Quelles interprétations les chercheurs ont-ils tirées de ces résultats?

Les auteurs concluent qu’une promenade de deux heures dans une zone entourée de véhicules à moteur diesel a causé une réduction significative de la fonction pulmonaire par rapport à une promenade dans le parc, bien qu’il n’y ait pas eu de différence dans les symptômes d’asthme. Ils disent aussi qu’ils ont trouvé que la différence la plus significative entre les deux endroits est celle des particules ultrafines et du carbone, ce qui, selon eux, soutient que les effets respiratoires indésirables sont en grande partie attribuables à de très petites particules pouvant être profondément inhalées les poumons.

Que fait le NHS Knowledge Service de cette étude?

Cette expérience soigneusement menée a montré que les niveaux de polluants de la circulation, tels que les particules ultrafines, sont plus élevés dans un endroit occupé comme Oxford Street par rapport à l’environnement vert de Hyde Park à proximité. Il a démontré que les mesures objectives de la fonction pulmonaire chez les asthmatiques étaient légèrement plus faibles à la suite d’une exposition routière. Quelques points supplémentaires à considérer:

Bien que les mesures de la fonction pulmonaire aient été moins nombreuses après l’exposition à Oxford Street, il est important de noter que les participants eux-mêmes n’ont observé aucune différence de symptômes entre les sites d’exposition ni besoin d’autres médicaments pour soulager l’asthme. La taille de la réduction de la fonction pulmonaire à un site par rapport à l’autre était relativement faible.
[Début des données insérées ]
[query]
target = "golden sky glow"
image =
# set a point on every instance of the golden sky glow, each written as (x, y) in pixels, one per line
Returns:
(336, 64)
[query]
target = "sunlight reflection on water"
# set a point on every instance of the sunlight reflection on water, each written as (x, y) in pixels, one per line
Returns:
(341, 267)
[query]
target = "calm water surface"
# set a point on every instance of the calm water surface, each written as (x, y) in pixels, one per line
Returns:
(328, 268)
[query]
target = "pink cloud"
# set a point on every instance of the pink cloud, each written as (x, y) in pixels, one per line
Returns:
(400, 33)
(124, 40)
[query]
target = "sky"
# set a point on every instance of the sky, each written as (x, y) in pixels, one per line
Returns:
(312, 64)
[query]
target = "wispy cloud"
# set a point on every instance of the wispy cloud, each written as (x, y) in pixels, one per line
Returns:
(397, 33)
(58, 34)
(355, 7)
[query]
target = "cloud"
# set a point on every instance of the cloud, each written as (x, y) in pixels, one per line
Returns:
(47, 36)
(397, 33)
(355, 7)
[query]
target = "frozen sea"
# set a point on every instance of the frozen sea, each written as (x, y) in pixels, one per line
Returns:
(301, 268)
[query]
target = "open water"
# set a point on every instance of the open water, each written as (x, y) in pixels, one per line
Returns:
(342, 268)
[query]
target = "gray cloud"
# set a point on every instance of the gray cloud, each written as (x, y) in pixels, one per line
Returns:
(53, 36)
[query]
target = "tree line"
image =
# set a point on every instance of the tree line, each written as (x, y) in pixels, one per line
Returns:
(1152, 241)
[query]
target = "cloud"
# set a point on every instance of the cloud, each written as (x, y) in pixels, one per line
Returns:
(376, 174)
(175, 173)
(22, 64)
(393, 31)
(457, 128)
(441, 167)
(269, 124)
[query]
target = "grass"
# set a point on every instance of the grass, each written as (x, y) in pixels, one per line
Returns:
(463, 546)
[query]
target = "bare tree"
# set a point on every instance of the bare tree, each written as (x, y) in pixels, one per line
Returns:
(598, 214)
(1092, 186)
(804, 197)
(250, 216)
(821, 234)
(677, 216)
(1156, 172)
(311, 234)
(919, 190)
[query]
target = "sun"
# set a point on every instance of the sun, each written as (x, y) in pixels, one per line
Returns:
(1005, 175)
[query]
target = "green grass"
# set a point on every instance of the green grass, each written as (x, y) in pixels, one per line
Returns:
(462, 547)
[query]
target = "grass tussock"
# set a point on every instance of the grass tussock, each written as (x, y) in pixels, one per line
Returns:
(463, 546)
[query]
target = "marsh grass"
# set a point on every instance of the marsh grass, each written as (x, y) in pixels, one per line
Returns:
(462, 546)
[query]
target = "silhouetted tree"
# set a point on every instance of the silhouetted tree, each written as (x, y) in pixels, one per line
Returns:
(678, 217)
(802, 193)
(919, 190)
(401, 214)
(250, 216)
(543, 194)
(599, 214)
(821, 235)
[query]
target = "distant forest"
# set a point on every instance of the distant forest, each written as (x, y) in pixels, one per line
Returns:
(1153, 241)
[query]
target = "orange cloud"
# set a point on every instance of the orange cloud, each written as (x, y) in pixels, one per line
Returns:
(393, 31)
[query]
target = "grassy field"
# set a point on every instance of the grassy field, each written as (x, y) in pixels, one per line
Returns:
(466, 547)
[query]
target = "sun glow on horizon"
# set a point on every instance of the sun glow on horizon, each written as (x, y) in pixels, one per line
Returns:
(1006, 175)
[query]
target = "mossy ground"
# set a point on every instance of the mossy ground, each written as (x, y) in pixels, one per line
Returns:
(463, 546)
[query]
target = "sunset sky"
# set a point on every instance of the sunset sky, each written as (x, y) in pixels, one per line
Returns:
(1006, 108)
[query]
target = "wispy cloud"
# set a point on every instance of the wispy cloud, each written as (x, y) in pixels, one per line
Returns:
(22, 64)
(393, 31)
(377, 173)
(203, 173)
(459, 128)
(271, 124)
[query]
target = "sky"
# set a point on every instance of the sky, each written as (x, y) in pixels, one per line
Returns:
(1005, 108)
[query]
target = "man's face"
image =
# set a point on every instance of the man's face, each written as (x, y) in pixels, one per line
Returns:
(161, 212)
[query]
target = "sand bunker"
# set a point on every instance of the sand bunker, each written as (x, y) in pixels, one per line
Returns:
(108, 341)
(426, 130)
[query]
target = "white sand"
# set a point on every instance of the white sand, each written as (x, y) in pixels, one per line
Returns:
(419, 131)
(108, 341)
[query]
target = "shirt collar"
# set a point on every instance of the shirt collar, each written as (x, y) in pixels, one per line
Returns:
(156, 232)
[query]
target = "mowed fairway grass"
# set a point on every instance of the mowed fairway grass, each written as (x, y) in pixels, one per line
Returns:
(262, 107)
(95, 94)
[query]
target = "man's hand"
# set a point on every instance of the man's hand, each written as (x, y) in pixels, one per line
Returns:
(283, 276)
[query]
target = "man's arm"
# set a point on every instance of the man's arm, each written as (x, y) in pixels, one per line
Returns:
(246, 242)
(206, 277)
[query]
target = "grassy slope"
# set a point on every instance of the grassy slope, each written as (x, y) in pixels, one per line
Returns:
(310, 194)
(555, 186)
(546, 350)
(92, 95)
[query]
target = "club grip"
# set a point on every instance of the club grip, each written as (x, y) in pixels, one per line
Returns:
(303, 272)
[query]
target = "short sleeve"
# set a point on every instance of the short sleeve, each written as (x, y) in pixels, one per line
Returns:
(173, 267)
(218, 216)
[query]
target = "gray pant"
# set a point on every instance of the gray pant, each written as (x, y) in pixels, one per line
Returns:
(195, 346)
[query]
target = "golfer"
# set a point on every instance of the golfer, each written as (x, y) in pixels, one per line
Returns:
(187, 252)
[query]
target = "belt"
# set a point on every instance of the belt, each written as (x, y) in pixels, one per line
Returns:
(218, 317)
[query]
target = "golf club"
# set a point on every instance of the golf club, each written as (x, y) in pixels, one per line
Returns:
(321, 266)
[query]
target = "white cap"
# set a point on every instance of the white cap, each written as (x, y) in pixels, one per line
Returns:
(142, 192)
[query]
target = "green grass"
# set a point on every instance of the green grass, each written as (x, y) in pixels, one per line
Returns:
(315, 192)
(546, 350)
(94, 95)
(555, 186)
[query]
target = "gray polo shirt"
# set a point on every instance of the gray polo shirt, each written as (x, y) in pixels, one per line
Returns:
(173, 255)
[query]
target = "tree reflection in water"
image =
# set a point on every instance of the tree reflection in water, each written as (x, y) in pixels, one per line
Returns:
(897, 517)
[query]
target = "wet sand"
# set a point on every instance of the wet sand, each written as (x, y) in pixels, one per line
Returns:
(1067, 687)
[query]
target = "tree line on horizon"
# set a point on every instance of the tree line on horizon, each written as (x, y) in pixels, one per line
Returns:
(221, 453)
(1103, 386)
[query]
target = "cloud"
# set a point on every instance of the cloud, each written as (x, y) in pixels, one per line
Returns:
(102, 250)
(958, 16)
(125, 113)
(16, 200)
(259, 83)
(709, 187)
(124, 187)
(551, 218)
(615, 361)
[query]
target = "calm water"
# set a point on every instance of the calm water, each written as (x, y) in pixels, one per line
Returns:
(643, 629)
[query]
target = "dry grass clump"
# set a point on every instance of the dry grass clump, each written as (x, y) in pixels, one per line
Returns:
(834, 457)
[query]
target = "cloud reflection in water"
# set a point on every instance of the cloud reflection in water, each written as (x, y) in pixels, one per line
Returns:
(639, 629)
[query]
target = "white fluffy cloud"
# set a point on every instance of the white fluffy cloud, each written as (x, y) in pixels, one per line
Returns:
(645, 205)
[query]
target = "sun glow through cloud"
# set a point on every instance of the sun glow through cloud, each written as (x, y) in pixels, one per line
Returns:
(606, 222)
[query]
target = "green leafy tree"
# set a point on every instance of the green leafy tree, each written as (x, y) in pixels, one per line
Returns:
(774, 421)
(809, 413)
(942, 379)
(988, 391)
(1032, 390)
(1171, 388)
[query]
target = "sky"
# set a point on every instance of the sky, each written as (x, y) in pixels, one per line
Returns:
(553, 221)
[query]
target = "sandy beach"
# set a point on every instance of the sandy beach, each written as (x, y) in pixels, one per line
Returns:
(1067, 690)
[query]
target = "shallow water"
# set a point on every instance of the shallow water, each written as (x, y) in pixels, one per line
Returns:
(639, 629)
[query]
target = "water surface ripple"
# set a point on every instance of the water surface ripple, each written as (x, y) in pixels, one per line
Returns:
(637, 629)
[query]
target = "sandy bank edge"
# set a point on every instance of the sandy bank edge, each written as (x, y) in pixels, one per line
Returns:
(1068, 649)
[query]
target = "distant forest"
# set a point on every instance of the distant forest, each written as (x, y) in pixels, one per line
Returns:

Deux heures étaient une courte exposition, et les effets d’une exposition à plus long terme ou si les participants avaient été impliqués dans des activités plus exigeantes que la marche, comme la course ou le vélo, ne sont pas connus. Les résultats peuvent également être différents si l’étude avait été répétée pendant les mois d’été.

Il n’est pas certain que c’est le diesel en particulier qui est la cause du problème. L’exposition aux véhicules à essence n’a pas été testée.

Cette étude n’a examiné que les adultes asthmatiques (âge moyen de 32 ans); nous ne savons pas si les mêmes effets seraient observés chez les enfants souffrant d’asthme, chez ceux qui souffrent d’autres affections pulmonaires telles que les maladies chroniques obstructives des voies respiratoires, ou chez ceux qui n’ont aucune maladie pulmonaire restrictive.

Comme il était impossible d’aveugler les participants à cette étude, certains biais peuvent être introduits car ils peuvent s’attendre à une réduction plus importante de leur fonction pulmonaire à la suite d’une marche dans un environnement rempli de circulation. Cependant, on s’attendrait à voir une plus grande différence dans la déclaration subjective des symptômes d’asthme si c’était le cas.

Les personnes asthmatiques sont généralement plus enclines à avoir des exacerbations pendant l’exercice et de nombreux facteurs peuvent entraîner une constriction des voies respiratoires, notamment le froid, les polluants environnementaux, les maladies virales et le stress. Bien qu’il soit tout à fait plausible que les vapeurs de diesel aggravent l’asthme, il est possible que les symptômes aient été causés, au moins en partie, par une visite frénétique dans les rues animées d’Oxford Street par rapport à une promenade relaxante dans le parc.

Comme le concluent les auteurs, «sans étude supplémentaire, nous ne croyons pas que ces résultats devraient dissuader la plupart des personnes souffrant d’asthme de visiter ou de travailler dans des environnements urbains achalandés».

Sir Muir Grey ajoute …

Tout le monde devrait essayer de garder sa vie aussi libre que possible des produits chimiques, mais une liberté totale est impossible car nous dépendons de certains produits chimiques. Les personnes allergiques ont encore plus de raisons d’être prudentes, mais il est tout aussi important que les personnes souffrant de maladies chroniques vivent pleinement leur vie et fassent confiance à leurs sentiments. Si aucun symptôme ne se développe, il n’est pas nécessaire d’éviter le défi d’Oxford Street.